Monday, 7 January 2019
Hall 4 (Phoenix Convention Center - West and North Buildings)
Tyler Leicht, Univ. at Albany, SUNY, Albany, NY; and L. Bosart

Along the west coast of the United States, a majority of the precipitation for the entire year falls during the winter months as a result of a dozen or so cyclone and atmospheric river-related precipitation events. Upper-level ridge regimes can prevent the occurrence of cool season precipitation events, especially when persistent ridge regimes last for several weeks, in conjunction with a poleward-shifted North Pacific jet stream. Missing out on just a few of these precipitation events can mean extended drought, significant water shortages, and adverse economy-wide impacts for these major population centers. This situation occurred in the now infamous 2011-2016 drought centered on California, leading the state to enact emergency water conservation protocols. An increased understanding of the dynamical and physical processes that enable upper-level rides to persist for extended periods of time during the West Coast rainy season allow decision makers on the ground to better manage water resources in the area.

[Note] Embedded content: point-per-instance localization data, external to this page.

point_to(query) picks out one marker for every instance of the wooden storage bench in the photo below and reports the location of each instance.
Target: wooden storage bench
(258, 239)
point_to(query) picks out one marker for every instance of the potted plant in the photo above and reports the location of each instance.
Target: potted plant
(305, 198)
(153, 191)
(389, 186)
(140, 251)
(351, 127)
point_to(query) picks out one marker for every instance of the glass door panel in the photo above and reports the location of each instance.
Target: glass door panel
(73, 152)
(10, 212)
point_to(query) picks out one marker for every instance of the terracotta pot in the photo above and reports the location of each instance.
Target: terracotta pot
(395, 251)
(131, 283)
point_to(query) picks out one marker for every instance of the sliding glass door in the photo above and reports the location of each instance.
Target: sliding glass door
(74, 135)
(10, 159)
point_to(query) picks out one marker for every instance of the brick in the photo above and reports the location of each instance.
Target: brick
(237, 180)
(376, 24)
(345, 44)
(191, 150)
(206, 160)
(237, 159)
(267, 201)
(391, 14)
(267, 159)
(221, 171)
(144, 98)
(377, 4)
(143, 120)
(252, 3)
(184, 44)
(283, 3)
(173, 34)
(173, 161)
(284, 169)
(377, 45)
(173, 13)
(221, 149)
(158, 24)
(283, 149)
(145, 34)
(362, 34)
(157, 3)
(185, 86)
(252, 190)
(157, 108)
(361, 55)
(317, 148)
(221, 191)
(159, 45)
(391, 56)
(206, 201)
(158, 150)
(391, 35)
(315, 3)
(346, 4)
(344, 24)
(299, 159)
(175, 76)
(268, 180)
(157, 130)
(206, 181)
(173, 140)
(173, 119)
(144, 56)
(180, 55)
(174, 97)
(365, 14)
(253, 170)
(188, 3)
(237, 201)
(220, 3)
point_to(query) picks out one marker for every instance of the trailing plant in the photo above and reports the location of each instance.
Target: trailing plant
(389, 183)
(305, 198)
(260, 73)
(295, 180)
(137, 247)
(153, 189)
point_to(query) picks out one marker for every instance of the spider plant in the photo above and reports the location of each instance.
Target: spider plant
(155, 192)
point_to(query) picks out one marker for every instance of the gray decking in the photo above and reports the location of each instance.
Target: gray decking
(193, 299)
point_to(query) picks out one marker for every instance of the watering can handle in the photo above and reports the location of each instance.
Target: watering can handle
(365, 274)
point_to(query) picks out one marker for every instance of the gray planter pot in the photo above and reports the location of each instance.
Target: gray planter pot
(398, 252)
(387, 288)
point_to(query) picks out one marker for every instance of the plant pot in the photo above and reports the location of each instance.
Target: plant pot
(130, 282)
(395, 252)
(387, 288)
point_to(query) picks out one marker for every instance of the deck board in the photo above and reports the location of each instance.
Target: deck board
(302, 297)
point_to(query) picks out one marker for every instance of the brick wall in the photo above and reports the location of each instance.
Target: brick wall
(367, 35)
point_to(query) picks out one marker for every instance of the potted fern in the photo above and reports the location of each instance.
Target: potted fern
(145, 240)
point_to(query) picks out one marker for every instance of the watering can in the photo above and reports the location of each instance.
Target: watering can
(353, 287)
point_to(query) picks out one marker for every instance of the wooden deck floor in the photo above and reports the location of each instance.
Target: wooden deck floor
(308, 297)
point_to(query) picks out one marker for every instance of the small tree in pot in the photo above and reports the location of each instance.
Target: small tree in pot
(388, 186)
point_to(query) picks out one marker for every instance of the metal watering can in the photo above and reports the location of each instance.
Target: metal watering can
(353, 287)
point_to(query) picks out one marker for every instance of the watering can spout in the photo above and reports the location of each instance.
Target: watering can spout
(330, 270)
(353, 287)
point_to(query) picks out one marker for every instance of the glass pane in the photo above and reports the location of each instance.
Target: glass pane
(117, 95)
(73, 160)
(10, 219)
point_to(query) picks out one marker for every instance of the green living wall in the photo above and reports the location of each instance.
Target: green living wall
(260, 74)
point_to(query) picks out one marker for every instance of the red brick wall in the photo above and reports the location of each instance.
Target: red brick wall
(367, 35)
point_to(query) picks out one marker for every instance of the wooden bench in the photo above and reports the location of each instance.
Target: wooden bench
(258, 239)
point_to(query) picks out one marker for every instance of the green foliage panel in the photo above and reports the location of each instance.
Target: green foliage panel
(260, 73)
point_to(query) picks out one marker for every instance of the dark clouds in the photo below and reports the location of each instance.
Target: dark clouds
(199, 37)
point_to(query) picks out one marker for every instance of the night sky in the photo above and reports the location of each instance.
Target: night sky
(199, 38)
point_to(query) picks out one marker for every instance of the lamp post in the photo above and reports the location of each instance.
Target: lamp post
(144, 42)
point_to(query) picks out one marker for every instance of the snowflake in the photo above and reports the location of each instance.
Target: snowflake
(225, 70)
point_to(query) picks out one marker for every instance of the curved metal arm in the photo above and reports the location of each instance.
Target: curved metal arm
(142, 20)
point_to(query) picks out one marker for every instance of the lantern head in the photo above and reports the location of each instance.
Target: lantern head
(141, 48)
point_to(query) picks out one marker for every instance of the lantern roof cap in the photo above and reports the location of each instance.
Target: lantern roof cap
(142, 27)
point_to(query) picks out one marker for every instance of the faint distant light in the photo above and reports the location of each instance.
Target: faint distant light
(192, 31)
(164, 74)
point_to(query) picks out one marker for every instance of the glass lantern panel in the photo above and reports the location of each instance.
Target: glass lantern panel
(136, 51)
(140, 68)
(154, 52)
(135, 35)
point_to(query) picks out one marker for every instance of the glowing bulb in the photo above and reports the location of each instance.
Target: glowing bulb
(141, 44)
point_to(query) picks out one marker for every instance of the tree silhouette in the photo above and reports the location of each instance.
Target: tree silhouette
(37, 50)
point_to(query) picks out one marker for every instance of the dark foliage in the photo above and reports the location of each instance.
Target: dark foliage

Given the need to learn more about the causes for persistent West Coast upper-level ridge regimes, climatological analyses of these persistent ridge regime events will be presented. These events will be defined by positive 500-hPa anomalies of greater than 1.5 standard deviations for longer than 10 days. A climatological analysis of persistent ridge regimes will be constructed from the NCEP-NCAR 2.5 gridded dataset for an extended time period to sample enough events for a proper climatology. This resulting dataset will serve as a basis for mapping the frequency of persistent upper-level ridge regimes, for constructing composite analyses of these ridge regimes, and for analyzing representative case studies from inception to persistence to decay.